Your solution - MOVE to the jurisdiction of that school or REQUEST a transfer or approval of transfer to that school under special circumstances. Again : YOU ARE BREAKING THE LAW!!!


----------



## GTdad (Aug 15, 2011)

Hicks said:


> Maybe your husband is uncomfortable peforming immoral and/or illegal acts at your direction.


He may well be, but he's at fault as well for not stopping this nonsense cold.


----------



## kindi (Apr 28, 2012)

CantePe said:


> You know you are taking a spot from another family by breaking the law for the school thing.


That would only be true if the school is so full they can't handle any more students.


----------



## ShawnD (Apr 2, 2012)

CantePe said:


> *You know if they catch you doing that they will expel your son from the school right?*
> 
> I don't see why you can't ask for it yourself. Even at that, they want YOUR name on a utility bill from that address to prove you live there. Is your name on any of them? Your husband's? Still not going to work if your name isn't on any of those utility bills...


Probably a lot worse than this. Knowingly putting false information on a government form is called perjury.


----------



## that_girl (Jul 6, 2011)

Yea, having a utility bill from someone, even with the same last name, DOES NOT MATTER unless it's YOUR name or your husband's name.

I know this because I've been a teacher for 12 years. I've seen a lot of people try to pull this crap and they are sent away.
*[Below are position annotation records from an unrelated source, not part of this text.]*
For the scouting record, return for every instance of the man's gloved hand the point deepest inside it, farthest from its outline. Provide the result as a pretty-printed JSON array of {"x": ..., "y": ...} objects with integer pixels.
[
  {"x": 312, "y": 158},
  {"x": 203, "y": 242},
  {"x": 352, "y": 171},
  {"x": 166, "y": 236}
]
it's not that time consuming to get a transfer. You print it out from online, get your home school to sign it and get her enrolled at the new school (call them first to see if they honor these permits).

Good luck.


----------



## CantePe (Oct 5, 2011)

I hate when people do this because I have special needs kids and certain schools in our district have limited positions that can be filled by students within their spec ed classes... That means that even the children not in spec ed classes count as a the total of students they can accommodate. Which means people like OP who take a spot for their child while not being in the district of the school potentially remove a spot for a child who would normally have that spot.

Mind you, my Autistic kiddo goes to a school for exceptional children (only 34 kids but only 40 spots).

That was a special request transfer, the time I spent on that transfer was one meeting with the school she was in for 5 days and a telephone conversation. 3 hrs tops and the paperwork was done between the two schools and school board... NOT THAT TIME CONSUMING. Worth every minute of time I spent doing so.

It's like a person cutting in line at a grocery store while the line runs down the aisle. Nobody likes line cutters - same thing here.


----------



## CantePe (Oct 5, 2011)

kindi said:


> That would only be true if the school is so full they can't handle any more students.


BULL...there is a reason there are districts and jurisdictions whether they are at capacity or not. Rules are rules and for a dang good reason.

While a school may be able to accommodate 500 students building and grounds wise they may not be able to do so staff wise. There are laws that dictate how many children per staff.

Excuses are no excuse.


----------